Assessing Variable Activity for Bayesian Regression Trees

Akira Horiguchi, Duke University and Matthew T. Pratola and Thomas J. Santner, The Ohio State University

Bayesian Additive Regression Trees (BART) are non-parametric models that can capture complex exogenous variable effects. In any regression problem, it is often of interest to learn which variables are most active. Variable activity in BART is usually measured by counting the number of times a tree splits for each variable. Such one-way counts have the advantage of fast computations. Despite their convenience, one-way counts have several issues. They are statistically unjustified, cannot distinguish between main effects and interaction effects, and become inflated when measuring interaction effects. An alternative method well-established in the literature is Sobol´ indices, a variance-based global sensitivity analysis technique. However, these indices often require Monte Carlo integration, which can be computationally expensive. This paper provides analytic expressions for Sobol´ indices for BART posterior samples. These expressions are easy to interpret and computationally feasible. We also provide theoretical guarantees of contraction rates. Furthermore, we will show a fascinating connection between first-order (main-effects) Sobol´ indices and one-way counts. Finally, we compare these methods using analytic test functions and the En-ROADS climate impacts simulator.
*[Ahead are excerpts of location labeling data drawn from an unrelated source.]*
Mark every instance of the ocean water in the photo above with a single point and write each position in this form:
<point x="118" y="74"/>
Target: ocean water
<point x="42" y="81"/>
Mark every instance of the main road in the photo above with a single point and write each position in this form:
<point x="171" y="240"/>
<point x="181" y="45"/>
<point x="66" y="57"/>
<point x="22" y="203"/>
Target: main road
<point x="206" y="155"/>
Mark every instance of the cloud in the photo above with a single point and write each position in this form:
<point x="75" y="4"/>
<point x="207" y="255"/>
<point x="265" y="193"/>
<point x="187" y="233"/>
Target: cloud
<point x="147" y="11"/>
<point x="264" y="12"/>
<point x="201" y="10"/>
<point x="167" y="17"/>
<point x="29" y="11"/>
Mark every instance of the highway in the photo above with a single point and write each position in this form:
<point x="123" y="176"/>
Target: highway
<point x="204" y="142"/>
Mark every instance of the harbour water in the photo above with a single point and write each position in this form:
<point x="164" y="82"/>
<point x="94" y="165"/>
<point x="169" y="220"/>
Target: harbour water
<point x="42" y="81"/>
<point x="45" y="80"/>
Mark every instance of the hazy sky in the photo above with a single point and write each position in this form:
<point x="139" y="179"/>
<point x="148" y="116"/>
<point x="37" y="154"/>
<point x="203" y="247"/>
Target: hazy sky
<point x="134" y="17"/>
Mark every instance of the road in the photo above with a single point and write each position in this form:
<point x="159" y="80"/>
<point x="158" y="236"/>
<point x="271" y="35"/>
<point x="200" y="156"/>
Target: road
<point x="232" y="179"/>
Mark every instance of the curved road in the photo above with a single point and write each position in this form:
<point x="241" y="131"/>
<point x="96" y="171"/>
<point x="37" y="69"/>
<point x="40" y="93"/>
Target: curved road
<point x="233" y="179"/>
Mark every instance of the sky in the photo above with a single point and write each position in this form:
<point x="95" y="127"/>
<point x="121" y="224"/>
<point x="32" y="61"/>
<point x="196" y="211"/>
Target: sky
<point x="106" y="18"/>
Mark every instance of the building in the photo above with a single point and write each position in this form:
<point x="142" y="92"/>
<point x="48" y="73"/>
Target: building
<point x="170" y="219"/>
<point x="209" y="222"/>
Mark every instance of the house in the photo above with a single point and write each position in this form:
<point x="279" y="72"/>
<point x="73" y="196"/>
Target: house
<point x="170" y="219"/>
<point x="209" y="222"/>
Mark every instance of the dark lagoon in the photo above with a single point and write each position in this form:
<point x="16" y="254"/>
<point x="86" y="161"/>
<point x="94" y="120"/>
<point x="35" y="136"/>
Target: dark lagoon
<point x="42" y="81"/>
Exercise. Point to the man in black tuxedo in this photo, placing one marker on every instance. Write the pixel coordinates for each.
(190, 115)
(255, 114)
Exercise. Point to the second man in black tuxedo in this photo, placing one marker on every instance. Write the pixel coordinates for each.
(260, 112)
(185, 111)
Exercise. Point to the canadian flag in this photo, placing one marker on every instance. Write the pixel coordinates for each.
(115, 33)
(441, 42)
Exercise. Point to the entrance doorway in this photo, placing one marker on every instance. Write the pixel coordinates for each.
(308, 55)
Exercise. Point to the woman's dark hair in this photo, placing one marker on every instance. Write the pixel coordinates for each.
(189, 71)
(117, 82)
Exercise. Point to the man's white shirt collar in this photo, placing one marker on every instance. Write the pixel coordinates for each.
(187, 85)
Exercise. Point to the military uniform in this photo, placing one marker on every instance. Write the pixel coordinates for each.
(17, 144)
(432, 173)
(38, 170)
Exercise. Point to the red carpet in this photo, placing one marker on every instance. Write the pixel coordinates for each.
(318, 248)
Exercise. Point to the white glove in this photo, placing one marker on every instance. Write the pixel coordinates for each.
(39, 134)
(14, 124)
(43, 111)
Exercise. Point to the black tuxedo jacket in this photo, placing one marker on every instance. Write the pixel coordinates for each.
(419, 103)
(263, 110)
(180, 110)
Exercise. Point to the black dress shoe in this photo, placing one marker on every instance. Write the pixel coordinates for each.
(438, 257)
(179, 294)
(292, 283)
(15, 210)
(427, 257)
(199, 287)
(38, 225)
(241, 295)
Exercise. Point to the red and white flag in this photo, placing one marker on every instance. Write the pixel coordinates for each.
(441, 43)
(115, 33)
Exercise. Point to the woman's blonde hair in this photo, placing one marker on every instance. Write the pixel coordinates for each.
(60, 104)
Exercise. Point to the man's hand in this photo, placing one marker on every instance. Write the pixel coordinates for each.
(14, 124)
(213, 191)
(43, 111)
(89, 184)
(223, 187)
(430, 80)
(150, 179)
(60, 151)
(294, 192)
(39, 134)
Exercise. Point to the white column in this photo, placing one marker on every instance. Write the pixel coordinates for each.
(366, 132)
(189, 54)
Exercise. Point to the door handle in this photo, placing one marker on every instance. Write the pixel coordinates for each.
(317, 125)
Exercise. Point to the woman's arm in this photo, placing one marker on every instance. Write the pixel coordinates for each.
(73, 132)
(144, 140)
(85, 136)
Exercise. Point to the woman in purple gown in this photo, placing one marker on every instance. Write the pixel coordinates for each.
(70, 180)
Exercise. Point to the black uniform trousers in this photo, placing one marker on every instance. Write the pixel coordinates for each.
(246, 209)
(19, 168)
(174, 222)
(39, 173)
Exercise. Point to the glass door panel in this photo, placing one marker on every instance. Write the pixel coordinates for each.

The Effectiveness and Flexibility of a Predictive Distribution Approach to Process Optimization with Multiple Responses

John Peterson, PDQ Research and Consulting and Enrique del Castillo, The Pennsylvania State University

One can often view a manufacturing process as a stochastic process that has several sources of variation and uncertainty. There is variation due to input materials, ambient conditions, operator-to-operator changes, etc. In addition, the use of predictive models involves parameter uncertainty and model form lack-of-fit. Therefore, process optimization in the face of such uncertainties, and complicated by the presence of multiple quality responses, can be a challenge for effective and flexible quantification and associated statistical inference. Over the past two decades several papers have appeared which have utilized predictive distribution approaches to effectively address multiple response process optimization problems. These include both early and later stage optimization problems. This presentation will provide an overview of the predictive distribution approach and discuss computational tools as well.